A conduta típica consiste em iniciar a execução do crime, empregando violência ou grave ameaça para impedir ou restringir o exercício dos poderes constitucionais (359-L) ou para depor o governo legitimamente constituído (359-M). A norma penaliza a tentativa, não exigindo a consumação do crime, ou seja, a efetiva abolição do Estado democrático de Direito ou golpe de Estado. Isso porque, como tem sido amplamente debatido pela literatura jurídica especializada, a consumação impediria a punição, já que os poderes competentes para sancionar a conduta seriam destituídos.

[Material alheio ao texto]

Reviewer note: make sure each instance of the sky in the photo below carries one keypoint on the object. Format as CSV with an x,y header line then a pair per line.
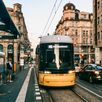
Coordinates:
x,y
37,12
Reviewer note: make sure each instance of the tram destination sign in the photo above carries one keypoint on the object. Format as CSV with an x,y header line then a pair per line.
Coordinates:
x,y
7,37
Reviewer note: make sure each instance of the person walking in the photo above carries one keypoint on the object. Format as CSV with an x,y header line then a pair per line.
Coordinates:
x,y
10,70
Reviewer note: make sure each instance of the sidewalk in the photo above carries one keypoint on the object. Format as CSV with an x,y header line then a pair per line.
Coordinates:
x,y
9,91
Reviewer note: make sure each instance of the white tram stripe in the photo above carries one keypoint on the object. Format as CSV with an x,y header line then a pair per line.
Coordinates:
x,y
22,94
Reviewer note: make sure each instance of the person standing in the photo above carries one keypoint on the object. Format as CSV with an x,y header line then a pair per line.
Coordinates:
x,y
10,70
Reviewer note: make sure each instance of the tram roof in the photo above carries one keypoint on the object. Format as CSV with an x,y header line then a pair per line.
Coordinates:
x,y
56,39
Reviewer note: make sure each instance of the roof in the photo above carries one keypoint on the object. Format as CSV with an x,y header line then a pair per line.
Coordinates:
x,y
7,23
56,39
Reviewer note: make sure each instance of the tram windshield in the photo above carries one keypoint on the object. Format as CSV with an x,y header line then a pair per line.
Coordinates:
x,y
56,56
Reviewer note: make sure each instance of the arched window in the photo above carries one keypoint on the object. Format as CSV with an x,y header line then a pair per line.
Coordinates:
x,y
1,48
10,48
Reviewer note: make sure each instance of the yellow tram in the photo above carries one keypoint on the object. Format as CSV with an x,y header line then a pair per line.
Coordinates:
x,y
55,61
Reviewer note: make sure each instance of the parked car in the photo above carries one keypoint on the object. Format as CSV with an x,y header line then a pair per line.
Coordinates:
x,y
91,72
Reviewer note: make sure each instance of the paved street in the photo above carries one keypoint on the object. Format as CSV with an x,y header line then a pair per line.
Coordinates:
x,y
10,91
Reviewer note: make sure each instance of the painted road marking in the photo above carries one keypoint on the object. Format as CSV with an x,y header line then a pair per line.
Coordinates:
x,y
22,94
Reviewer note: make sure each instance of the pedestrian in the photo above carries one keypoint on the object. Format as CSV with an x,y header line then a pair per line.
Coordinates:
x,y
21,64
9,70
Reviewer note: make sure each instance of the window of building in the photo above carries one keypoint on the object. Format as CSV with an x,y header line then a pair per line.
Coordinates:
x,y
76,32
98,35
101,18
98,20
86,33
98,4
83,33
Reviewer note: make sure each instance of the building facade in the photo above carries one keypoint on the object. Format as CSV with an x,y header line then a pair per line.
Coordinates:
x,y
13,47
97,29
77,25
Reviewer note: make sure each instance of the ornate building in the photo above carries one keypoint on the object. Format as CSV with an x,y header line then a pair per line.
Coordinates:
x,y
15,48
97,29
77,25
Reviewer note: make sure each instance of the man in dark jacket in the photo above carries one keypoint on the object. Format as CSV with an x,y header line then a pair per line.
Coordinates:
x,y
9,70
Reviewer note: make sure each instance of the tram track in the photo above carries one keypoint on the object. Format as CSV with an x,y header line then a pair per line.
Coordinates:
x,y
62,95
76,94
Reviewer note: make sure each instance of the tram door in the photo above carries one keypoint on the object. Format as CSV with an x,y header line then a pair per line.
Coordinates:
x,y
10,54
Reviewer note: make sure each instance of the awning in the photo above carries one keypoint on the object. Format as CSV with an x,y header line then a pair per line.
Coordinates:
x,y
6,23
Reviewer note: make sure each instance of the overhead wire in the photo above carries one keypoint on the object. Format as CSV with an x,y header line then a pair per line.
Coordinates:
x,y
50,16
53,16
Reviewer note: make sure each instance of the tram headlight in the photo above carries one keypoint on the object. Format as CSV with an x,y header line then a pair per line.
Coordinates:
x,y
47,72
71,71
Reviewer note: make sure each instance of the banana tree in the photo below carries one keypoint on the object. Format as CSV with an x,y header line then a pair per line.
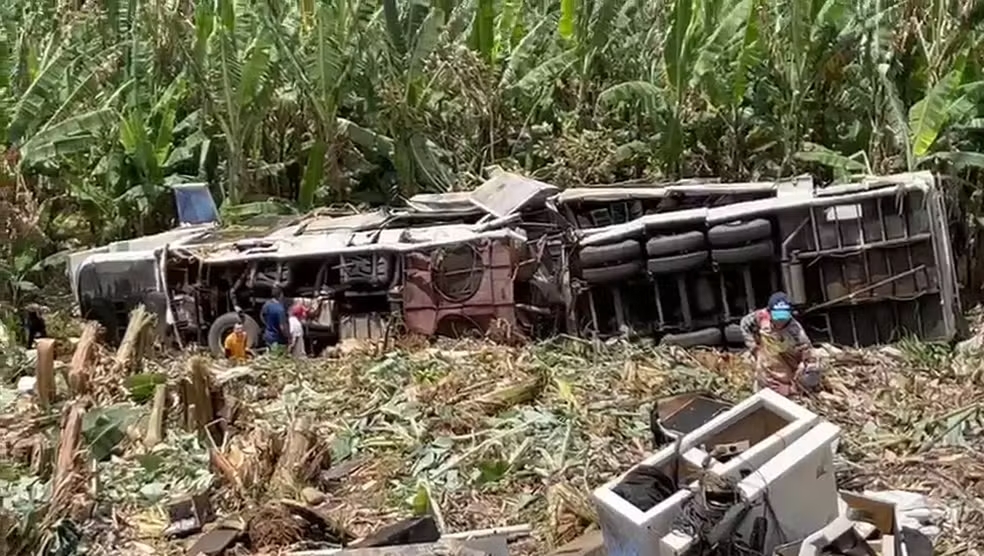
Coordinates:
x,y
322,51
413,33
231,63
663,98
921,133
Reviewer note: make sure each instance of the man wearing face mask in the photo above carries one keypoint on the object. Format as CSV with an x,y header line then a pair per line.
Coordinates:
x,y
782,351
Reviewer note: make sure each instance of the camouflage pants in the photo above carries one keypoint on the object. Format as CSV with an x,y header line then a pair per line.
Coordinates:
x,y
785,373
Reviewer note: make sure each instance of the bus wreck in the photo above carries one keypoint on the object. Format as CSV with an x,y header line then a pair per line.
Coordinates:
x,y
681,262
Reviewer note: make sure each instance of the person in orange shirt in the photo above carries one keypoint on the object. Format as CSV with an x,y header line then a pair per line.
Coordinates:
x,y
236,342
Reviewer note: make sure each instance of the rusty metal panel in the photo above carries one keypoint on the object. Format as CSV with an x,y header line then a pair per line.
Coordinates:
x,y
473,290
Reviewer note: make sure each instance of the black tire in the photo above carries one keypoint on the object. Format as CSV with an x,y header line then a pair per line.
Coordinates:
x,y
614,273
745,253
676,263
222,326
726,235
733,335
598,255
703,337
666,245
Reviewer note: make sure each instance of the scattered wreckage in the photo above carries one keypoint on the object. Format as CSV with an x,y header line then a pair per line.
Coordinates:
x,y
754,478
864,263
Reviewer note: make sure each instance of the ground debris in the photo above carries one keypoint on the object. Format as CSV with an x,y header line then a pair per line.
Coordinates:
x,y
474,434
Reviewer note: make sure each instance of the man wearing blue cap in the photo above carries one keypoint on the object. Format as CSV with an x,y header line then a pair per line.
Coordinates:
x,y
782,350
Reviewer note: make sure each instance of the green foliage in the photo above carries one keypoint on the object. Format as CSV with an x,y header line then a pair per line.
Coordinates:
x,y
304,104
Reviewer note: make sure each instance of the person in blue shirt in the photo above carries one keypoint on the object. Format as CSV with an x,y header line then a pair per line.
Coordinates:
x,y
274,317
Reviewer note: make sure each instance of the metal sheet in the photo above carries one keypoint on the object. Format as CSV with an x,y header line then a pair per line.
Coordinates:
x,y
507,193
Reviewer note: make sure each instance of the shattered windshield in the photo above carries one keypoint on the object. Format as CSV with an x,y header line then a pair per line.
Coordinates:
x,y
195,204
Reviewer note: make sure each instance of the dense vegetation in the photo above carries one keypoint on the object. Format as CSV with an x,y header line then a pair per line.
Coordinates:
x,y
289,105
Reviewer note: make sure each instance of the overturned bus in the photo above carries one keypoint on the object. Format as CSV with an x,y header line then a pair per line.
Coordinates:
x,y
864,263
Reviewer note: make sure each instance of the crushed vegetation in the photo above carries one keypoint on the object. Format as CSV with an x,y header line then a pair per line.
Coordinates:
x,y
478,435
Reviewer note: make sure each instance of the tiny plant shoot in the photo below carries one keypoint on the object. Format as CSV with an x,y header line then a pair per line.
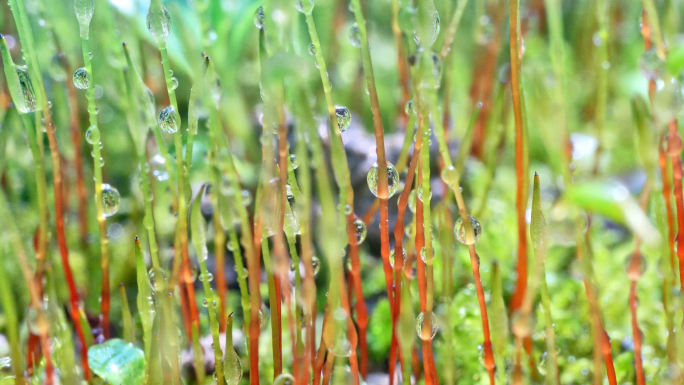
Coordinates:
x,y
316,192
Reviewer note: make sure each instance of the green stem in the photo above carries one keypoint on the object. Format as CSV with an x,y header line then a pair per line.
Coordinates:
x,y
97,169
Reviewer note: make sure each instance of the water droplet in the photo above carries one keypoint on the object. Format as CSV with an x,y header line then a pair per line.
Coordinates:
x,y
426,327
153,274
392,180
304,6
343,117
391,257
284,379
674,144
81,79
449,175
206,278
360,231
89,135
167,120
410,107
158,167
316,265
668,101
420,194
159,22
651,65
262,317
423,254
110,200
355,36
294,162
259,18
412,201
246,197
460,230
635,266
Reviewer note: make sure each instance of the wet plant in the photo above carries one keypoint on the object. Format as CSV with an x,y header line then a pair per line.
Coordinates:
x,y
300,192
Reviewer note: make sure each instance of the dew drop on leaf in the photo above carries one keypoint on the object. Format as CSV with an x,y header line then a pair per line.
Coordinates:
x,y
284,379
343,117
259,18
81,79
110,200
355,36
461,234
167,120
360,231
426,327
392,179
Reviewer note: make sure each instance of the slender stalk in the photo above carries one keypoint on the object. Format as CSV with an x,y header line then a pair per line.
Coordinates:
x,y
97,168
126,317
10,310
199,238
26,38
521,196
383,192
34,294
346,192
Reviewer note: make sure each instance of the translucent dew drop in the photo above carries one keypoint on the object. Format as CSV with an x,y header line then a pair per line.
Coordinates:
x,y
294,162
426,327
246,197
158,168
159,22
460,230
304,6
89,135
28,94
343,117
167,120
410,107
232,367
423,254
412,201
391,257
651,65
316,264
284,379
420,194
259,18
392,180
360,231
206,278
110,200
81,79
355,36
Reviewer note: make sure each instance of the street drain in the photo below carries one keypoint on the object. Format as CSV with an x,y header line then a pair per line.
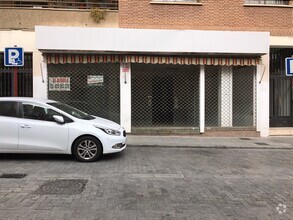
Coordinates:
x,y
63,187
245,139
261,144
13,175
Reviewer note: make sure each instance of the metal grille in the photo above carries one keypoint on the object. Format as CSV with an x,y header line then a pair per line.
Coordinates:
x,y
24,78
165,95
212,89
100,98
243,96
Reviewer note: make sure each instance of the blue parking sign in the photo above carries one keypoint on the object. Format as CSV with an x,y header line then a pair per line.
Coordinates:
x,y
13,56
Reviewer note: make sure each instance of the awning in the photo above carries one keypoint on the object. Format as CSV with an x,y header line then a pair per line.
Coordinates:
x,y
58,58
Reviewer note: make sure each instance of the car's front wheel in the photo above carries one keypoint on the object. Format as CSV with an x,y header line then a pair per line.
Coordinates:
x,y
87,149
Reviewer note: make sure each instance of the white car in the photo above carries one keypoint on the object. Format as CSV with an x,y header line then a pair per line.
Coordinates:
x,y
29,125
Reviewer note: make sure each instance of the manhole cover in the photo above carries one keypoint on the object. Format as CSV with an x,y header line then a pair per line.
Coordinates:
x,y
64,187
13,175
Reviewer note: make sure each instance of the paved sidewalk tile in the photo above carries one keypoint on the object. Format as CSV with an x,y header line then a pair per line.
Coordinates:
x,y
152,183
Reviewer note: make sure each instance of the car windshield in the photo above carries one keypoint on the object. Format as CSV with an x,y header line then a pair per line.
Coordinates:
x,y
71,111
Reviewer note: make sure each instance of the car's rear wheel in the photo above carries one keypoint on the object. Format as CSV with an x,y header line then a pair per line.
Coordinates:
x,y
87,149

No que tange ao contexto desta análise, desde antes da “operação contragolpe” revelar um plano posto em prática — mas não consumado — para assassinar autoridade, a “operação tempus veritatis”, deflagrada pela Polícia Federal, trouxe à tona uma série de fatos que, se confirmados, configura uma grave ameaça às instituições democráticas brasileiras. As investigações apontam para a existência de um plano articulado, envolvendo o ex-presidente da República Jair Bolsonaro e seu entorno, com o objetivo de subverter a ordem constitucional.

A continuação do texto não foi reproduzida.